Bow St police station

Bow Street police station, WC2. Photo © David Secombe 2010.

Tying in with today’s post on Wilde’s trials on Baroque in Hackney, we reprise this photograph and extract which were originally published in 2010 on Esoteric London.

From The Life of Oscar Wilde by Hesketh Pearson, 1946:

[. . .] at some point between seven and eight o’clock that evening the police called at the Cadogan Hotel and knocked at the door of Room 53.

‘Mr.

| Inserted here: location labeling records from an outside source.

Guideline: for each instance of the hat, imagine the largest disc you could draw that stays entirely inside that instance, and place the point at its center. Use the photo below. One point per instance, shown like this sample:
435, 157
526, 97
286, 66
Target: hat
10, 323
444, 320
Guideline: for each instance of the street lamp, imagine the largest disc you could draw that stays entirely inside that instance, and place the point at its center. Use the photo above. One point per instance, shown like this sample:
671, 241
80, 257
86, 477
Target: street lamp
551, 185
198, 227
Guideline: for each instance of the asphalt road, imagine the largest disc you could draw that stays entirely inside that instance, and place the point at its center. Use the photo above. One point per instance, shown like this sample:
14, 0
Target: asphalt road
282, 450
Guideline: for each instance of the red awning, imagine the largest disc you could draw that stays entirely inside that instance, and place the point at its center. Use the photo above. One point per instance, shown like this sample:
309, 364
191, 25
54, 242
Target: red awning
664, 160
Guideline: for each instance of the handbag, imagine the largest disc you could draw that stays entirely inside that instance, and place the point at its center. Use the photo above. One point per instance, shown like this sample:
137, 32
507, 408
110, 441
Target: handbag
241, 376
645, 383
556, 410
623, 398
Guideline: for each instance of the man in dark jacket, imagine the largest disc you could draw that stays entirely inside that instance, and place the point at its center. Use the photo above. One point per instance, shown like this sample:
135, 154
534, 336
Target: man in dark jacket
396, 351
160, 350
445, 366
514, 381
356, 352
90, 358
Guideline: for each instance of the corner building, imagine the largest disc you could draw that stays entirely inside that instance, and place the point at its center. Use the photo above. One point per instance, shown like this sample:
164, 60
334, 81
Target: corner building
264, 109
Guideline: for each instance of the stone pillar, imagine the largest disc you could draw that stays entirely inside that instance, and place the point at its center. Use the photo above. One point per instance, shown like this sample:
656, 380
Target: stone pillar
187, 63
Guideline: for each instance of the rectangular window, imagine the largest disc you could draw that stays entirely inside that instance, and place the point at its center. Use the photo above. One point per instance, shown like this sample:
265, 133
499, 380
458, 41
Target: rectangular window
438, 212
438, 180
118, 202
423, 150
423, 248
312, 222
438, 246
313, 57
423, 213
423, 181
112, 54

Wilde I believe?’

‘Yes?’

‘We are police officers and hold a warrant for your arrest.’

‘Oh really?’ He seemed relieved.

‘I must ask you to accompany us to the police station.’

Wilde got up, a little unsteadily, put on his overcoat, took his hat and gloves, and followed them out. They drove in a four wheeler, via Scotland Yard, to Bow Street. Robert Sherard asked Wilde, in view of his superstition on the subject, whether the cab horse that drove him from the Cadogan was white. ‘I was too much interested to notice’, said Wilde, having chatted away on all sorts of topics with the detectives, who thought him a most amiable gentleman. At Bow Street, the charges were read out to him, after which he was taken to a cell, where press reporters were allowed to peer at him through the grille, and where he paced to and fro all night, unable to sleep. Next day he was removed to Holloway Gaol.